Brigham and Women's Hospital & Harvard Medical School, Boston, MA, USA.
Sleep & Neurodevelopment Core, National Institute of Mental Health, NIH, Bethesda, MD, USA.
Neuroimage Clin. 2024;41:103552. doi: 10.1016/j.nicl.2023.103552. Epub 2023 Dec 19.

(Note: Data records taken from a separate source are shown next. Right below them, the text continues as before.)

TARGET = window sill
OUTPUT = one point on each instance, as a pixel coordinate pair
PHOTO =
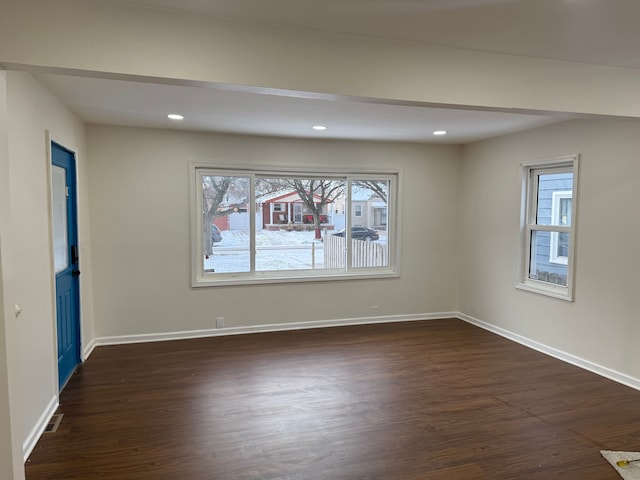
(546, 289)
(270, 278)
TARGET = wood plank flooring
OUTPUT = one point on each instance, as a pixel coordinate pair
(432, 400)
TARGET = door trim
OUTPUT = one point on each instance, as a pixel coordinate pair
(49, 138)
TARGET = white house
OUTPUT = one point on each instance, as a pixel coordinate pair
(459, 229)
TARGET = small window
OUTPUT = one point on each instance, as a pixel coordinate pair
(548, 227)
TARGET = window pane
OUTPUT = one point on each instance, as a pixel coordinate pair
(293, 214)
(59, 201)
(541, 266)
(225, 224)
(554, 199)
(369, 227)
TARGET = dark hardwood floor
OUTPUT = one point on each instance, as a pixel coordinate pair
(419, 400)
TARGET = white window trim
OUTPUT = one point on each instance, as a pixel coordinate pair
(199, 278)
(555, 214)
(528, 225)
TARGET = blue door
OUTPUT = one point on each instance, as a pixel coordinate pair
(65, 248)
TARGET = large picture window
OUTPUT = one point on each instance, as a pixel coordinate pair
(251, 226)
(548, 226)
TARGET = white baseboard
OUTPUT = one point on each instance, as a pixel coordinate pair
(34, 435)
(614, 375)
(88, 349)
(276, 327)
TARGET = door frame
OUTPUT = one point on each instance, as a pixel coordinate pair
(78, 318)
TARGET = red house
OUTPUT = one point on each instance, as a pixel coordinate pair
(287, 208)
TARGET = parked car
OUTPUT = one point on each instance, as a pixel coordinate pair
(360, 233)
(216, 235)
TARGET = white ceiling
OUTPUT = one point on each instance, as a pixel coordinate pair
(601, 32)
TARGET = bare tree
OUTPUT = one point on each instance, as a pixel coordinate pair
(220, 196)
(315, 194)
(378, 187)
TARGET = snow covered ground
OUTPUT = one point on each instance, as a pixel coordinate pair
(275, 250)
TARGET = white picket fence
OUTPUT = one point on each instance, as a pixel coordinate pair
(363, 254)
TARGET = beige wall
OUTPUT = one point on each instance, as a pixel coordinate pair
(139, 196)
(32, 111)
(10, 441)
(601, 326)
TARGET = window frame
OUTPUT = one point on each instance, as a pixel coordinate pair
(200, 278)
(531, 172)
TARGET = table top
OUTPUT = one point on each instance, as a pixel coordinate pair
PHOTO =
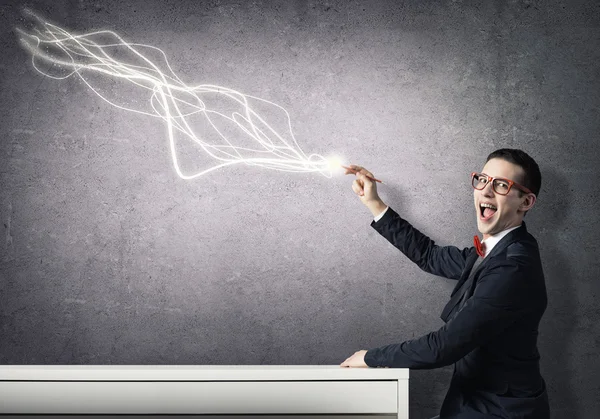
(196, 373)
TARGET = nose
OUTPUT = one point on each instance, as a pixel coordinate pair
(488, 190)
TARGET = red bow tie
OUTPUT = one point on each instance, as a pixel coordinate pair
(479, 247)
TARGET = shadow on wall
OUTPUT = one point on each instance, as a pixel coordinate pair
(557, 327)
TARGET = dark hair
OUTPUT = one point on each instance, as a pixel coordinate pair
(532, 179)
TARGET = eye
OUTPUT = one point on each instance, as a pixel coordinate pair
(502, 184)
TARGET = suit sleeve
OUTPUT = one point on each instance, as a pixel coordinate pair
(448, 261)
(499, 300)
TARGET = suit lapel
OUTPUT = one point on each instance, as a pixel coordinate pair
(469, 274)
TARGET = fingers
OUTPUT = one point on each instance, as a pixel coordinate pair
(358, 188)
(355, 169)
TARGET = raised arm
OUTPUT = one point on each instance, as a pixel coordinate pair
(447, 261)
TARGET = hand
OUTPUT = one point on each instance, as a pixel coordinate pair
(356, 361)
(366, 189)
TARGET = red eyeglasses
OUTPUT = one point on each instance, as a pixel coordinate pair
(501, 186)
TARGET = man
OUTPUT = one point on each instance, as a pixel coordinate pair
(491, 321)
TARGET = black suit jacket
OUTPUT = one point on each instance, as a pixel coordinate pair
(491, 324)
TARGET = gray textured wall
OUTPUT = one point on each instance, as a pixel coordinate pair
(107, 257)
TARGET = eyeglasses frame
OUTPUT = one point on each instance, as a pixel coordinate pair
(511, 183)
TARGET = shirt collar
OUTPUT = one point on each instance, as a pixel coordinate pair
(492, 241)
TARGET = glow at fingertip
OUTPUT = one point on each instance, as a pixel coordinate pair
(255, 143)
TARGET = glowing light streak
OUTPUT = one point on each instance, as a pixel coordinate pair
(174, 101)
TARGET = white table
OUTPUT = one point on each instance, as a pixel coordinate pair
(204, 390)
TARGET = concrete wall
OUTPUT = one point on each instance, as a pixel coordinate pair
(108, 257)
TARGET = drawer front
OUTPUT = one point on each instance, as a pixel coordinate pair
(217, 397)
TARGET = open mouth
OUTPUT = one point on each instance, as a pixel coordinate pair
(486, 211)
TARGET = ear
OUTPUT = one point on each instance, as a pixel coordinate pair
(528, 202)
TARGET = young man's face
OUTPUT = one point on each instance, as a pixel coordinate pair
(510, 208)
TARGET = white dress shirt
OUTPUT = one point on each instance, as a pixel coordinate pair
(490, 242)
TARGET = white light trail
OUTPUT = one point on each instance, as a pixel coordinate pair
(174, 101)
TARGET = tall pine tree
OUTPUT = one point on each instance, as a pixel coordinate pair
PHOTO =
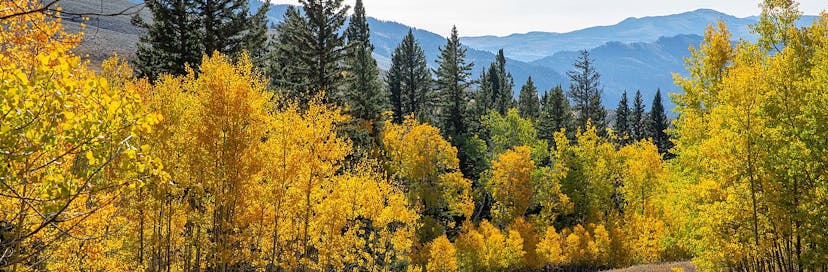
(496, 87)
(555, 115)
(172, 40)
(622, 116)
(585, 91)
(364, 95)
(452, 81)
(409, 81)
(182, 31)
(528, 102)
(226, 25)
(657, 125)
(637, 124)
(322, 47)
(287, 70)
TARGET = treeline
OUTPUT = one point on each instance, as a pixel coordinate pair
(225, 149)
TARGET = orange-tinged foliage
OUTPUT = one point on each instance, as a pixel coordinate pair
(71, 147)
(442, 256)
(549, 248)
(511, 185)
(428, 167)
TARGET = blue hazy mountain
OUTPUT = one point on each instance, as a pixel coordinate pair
(637, 53)
(537, 45)
(634, 66)
(386, 35)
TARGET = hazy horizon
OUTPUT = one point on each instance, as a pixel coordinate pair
(501, 18)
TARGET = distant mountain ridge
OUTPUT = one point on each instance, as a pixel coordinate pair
(634, 66)
(635, 54)
(536, 45)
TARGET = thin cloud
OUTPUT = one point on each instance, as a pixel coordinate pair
(503, 17)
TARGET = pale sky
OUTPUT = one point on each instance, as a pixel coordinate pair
(503, 17)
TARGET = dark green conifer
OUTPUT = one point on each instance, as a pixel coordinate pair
(585, 91)
(622, 120)
(452, 82)
(529, 102)
(172, 40)
(555, 115)
(657, 125)
(364, 96)
(409, 81)
(636, 121)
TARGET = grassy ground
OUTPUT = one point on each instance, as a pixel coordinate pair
(663, 267)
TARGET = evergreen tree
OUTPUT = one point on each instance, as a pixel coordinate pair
(182, 31)
(585, 91)
(226, 25)
(322, 47)
(622, 116)
(409, 81)
(257, 41)
(287, 71)
(636, 119)
(657, 124)
(496, 86)
(172, 40)
(529, 103)
(365, 97)
(555, 115)
(452, 81)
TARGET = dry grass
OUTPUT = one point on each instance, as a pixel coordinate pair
(663, 267)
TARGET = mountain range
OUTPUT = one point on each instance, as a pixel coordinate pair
(635, 54)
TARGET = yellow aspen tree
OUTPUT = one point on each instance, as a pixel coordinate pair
(70, 147)
(428, 167)
(549, 248)
(442, 256)
(511, 184)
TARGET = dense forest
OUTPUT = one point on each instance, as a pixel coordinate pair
(222, 147)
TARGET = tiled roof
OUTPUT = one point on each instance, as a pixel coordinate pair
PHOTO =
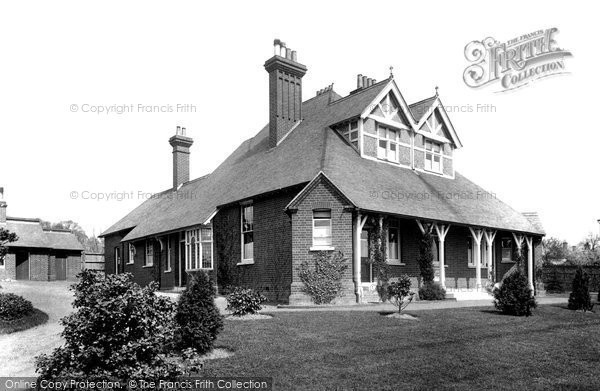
(32, 235)
(253, 168)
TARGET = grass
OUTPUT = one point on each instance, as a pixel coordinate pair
(467, 348)
(35, 318)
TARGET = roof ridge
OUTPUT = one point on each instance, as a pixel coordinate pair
(359, 91)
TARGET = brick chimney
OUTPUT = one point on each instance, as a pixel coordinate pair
(181, 157)
(2, 208)
(285, 91)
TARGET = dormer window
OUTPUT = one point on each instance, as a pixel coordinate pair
(433, 156)
(350, 132)
(387, 143)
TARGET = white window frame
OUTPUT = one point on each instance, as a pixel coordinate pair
(430, 151)
(347, 130)
(245, 230)
(389, 142)
(318, 244)
(394, 225)
(117, 255)
(131, 253)
(149, 258)
(168, 269)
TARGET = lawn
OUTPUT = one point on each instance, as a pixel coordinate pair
(467, 348)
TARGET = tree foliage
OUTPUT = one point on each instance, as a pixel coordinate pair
(198, 319)
(119, 330)
(515, 297)
(323, 281)
(580, 298)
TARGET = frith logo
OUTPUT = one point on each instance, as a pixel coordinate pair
(515, 63)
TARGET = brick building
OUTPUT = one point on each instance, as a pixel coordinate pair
(39, 254)
(320, 176)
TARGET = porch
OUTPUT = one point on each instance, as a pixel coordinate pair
(467, 259)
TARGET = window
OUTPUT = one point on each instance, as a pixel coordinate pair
(131, 254)
(393, 248)
(433, 156)
(350, 132)
(507, 250)
(387, 144)
(322, 228)
(168, 265)
(206, 244)
(247, 233)
(149, 258)
(117, 259)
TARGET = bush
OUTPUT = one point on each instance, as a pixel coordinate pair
(119, 331)
(324, 283)
(244, 301)
(425, 259)
(399, 291)
(14, 307)
(580, 298)
(514, 297)
(432, 291)
(198, 318)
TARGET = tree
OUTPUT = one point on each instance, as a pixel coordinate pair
(6, 237)
(198, 319)
(514, 297)
(426, 257)
(580, 298)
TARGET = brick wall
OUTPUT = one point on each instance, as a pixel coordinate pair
(321, 196)
(271, 271)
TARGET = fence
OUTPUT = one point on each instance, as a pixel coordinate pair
(93, 261)
(559, 278)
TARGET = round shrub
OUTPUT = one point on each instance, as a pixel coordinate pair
(399, 291)
(580, 298)
(244, 301)
(14, 307)
(514, 297)
(432, 291)
(119, 330)
(198, 318)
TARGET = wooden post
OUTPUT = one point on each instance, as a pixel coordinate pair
(477, 235)
(529, 241)
(442, 231)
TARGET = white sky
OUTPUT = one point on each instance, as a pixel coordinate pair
(538, 151)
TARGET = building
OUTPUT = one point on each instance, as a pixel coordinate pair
(39, 254)
(319, 177)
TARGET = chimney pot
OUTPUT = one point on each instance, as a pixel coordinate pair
(285, 93)
(181, 157)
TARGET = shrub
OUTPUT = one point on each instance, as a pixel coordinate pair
(514, 297)
(119, 330)
(399, 292)
(324, 282)
(198, 318)
(244, 301)
(580, 299)
(14, 307)
(425, 259)
(432, 291)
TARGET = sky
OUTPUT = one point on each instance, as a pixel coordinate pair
(201, 63)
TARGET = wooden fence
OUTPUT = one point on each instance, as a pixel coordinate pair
(559, 278)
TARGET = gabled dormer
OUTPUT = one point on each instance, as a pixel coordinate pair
(388, 130)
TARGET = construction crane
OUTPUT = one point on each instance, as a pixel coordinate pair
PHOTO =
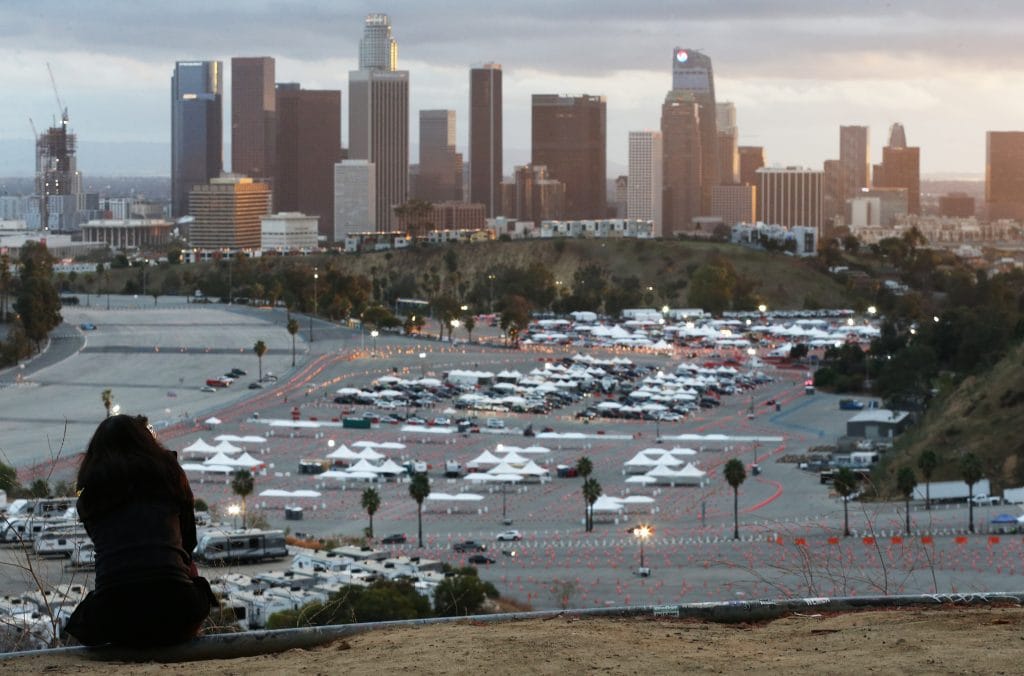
(56, 94)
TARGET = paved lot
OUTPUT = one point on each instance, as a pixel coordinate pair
(155, 361)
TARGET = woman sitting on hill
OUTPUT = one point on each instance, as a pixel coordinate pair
(137, 507)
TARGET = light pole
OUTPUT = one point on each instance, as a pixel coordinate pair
(642, 533)
(315, 277)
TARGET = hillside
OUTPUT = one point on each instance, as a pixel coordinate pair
(982, 415)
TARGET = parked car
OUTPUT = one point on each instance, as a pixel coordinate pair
(469, 546)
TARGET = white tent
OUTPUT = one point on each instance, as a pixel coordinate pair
(343, 453)
(227, 447)
(199, 447)
(371, 455)
(390, 467)
(485, 458)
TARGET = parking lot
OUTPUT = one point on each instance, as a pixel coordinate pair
(790, 525)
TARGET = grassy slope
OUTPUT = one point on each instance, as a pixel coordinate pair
(984, 414)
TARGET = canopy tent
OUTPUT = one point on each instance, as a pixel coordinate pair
(278, 493)
(199, 447)
(485, 458)
(208, 469)
(250, 438)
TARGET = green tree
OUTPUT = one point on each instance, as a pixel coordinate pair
(371, 502)
(462, 594)
(712, 287)
(906, 481)
(845, 483)
(107, 396)
(591, 492)
(585, 467)
(927, 463)
(260, 349)
(735, 474)
(293, 328)
(971, 472)
(8, 479)
(243, 486)
(38, 302)
(419, 489)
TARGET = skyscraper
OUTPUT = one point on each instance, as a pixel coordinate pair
(752, 158)
(253, 117)
(728, 143)
(308, 145)
(644, 188)
(1005, 174)
(440, 166)
(378, 118)
(378, 50)
(485, 137)
(682, 171)
(900, 168)
(791, 196)
(197, 128)
(227, 213)
(568, 137)
(691, 72)
(855, 159)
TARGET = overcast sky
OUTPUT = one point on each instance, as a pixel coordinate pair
(796, 70)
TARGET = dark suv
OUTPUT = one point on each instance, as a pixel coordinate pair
(469, 546)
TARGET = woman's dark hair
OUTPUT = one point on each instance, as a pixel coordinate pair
(125, 462)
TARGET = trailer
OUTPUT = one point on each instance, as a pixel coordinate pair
(252, 545)
(950, 491)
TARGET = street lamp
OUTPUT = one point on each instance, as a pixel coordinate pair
(642, 533)
(315, 277)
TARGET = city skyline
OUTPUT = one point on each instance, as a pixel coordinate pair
(795, 71)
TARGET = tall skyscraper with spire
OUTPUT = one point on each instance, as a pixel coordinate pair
(691, 73)
(197, 128)
(485, 137)
(378, 118)
(900, 168)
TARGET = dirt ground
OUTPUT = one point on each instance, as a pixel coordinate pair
(906, 641)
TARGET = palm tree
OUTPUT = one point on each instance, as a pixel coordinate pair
(419, 489)
(845, 483)
(735, 474)
(371, 502)
(260, 349)
(591, 492)
(242, 486)
(906, 481)
(927, 464)
(971, 471)
(293, 328)
(585, 468)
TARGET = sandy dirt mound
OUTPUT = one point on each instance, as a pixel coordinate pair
(947, 640)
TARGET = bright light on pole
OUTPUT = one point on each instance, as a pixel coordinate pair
(641, 533)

Profiles of sleep duration and timing and corresponding electroencephalographic activity reflect brain changes that support cognitive and behavioral maturation and may provide practical markers for tracking typical and atypical neurodevelopment. To build and evaluate a sleep-based, quantitative metric of brain maturation, we used whole-night polysomnography data, initially from two large National Sleep Research Resource samples, spanning childhood and adolescence (total N = 4,013, aged 2.5 to 17.5 years): the Childhood Adenotonsillectomy Trial (CHAT), a research study of children with snoring without neurodevelopmental delay, and Nationwide Children's Hospital (NCH) Sleep Databank, a pediatric sleep clinic cohort. Among children without neurodevelopmental disorders (NDD), sleep metrics derived from the electroencephalogram (EEG) displayed robust age-related changes consistently across datasets. During non-rapid eye movement (NREM) sleep, spindles and slow oscillations further exhibited characteristic developmental patterns, with respect to their rate of occurrence, temporal coupling and morphology. Based on these metrics in NCH, we constructed a model to predict an individual's chronological age. The model performed with high accuracy (r = 0.93 in the held-out NCH sample and r = 0.85 in a second independent replication sample - the Pediatric Adenotonsillectomy Trial for Snoring (PATS)). EEG-based age predictions reflected clinically meaningful neurodevelopmental differences; for example, children with NDD showed greater variability in predicted age, and children with Down syndrome or intellectual disability had significantly younger brain age predictions (respectively, 2.1 and 0.8 years less than their chronological age) compared to age-matched non-NDD children. Overall, our results indicate that sleep architectureoffers a sensitive window for characterizing brain maturation, suggesting the potential for scalable, objective sleep-based biomarkers to measure neurodevelopment.
睡眠时长和时间分配的特征以及相应的脑电图活动反映了支持认知和行为成熟的大脑变化,并且可能为跟踪典型和非典型神经发育提供实用的标志物。为了构建和评估基于睡眠的大脑成熟度定量指标,我们使用了整夜多导睡眠图数据,最初来自两个大型国家睡眠研究资源样本,涵盖了儿童期和青春期(总 N=4013 名,年龄 2.5 至 17.5 岁):儿童腺样体扁桃体切除术试验(CHAT),这是一项针对无神经发育障碍的打鼾儿童的研究;以及全国儿童医院(NCH)睡眠数据库,这是一个儿科睡眠诊所队列。在没有神经发育障碍(NDD)的儿童中,源自脑电图(EEG)的睡眠指标在整个数据集之间显示出与年龄相关的稳健变化。在非快速眼动(NREM)睡眠期间,纺锤波和慢波进一步表现出与发生频率、时间耦合和形态有关的特征性发育模式。基于 NCH 中的这些指标,我们构建了一个模型来预测个体的实际年龄。该模型具有很高的准确性(在 NCH 的保留样本中 r=0.93,在第二个独立复制样本 - 小儿腺样体扁桃体切除术治疗打鼾试验(PATS)中 r=0.85)。基于 EEG 的年龄预测反映了具有临床意义的神经发育差异;例如,NDD 儿童的预测年龄变化较大,而唐氏综合征或智力障碍儿童的大脑年龄预测值明显较小(分别比实际年龄小 2.1 岁和 0.8 岁),而年龄匹配的非 NDD 儿童。总体而言,我们的研究结果表明,睡眠结构为描述大脑成熟提供了一个敏感窗口,这表明基于睡眠的可扩展、客观生物标志物有潜力用于测量神经发育。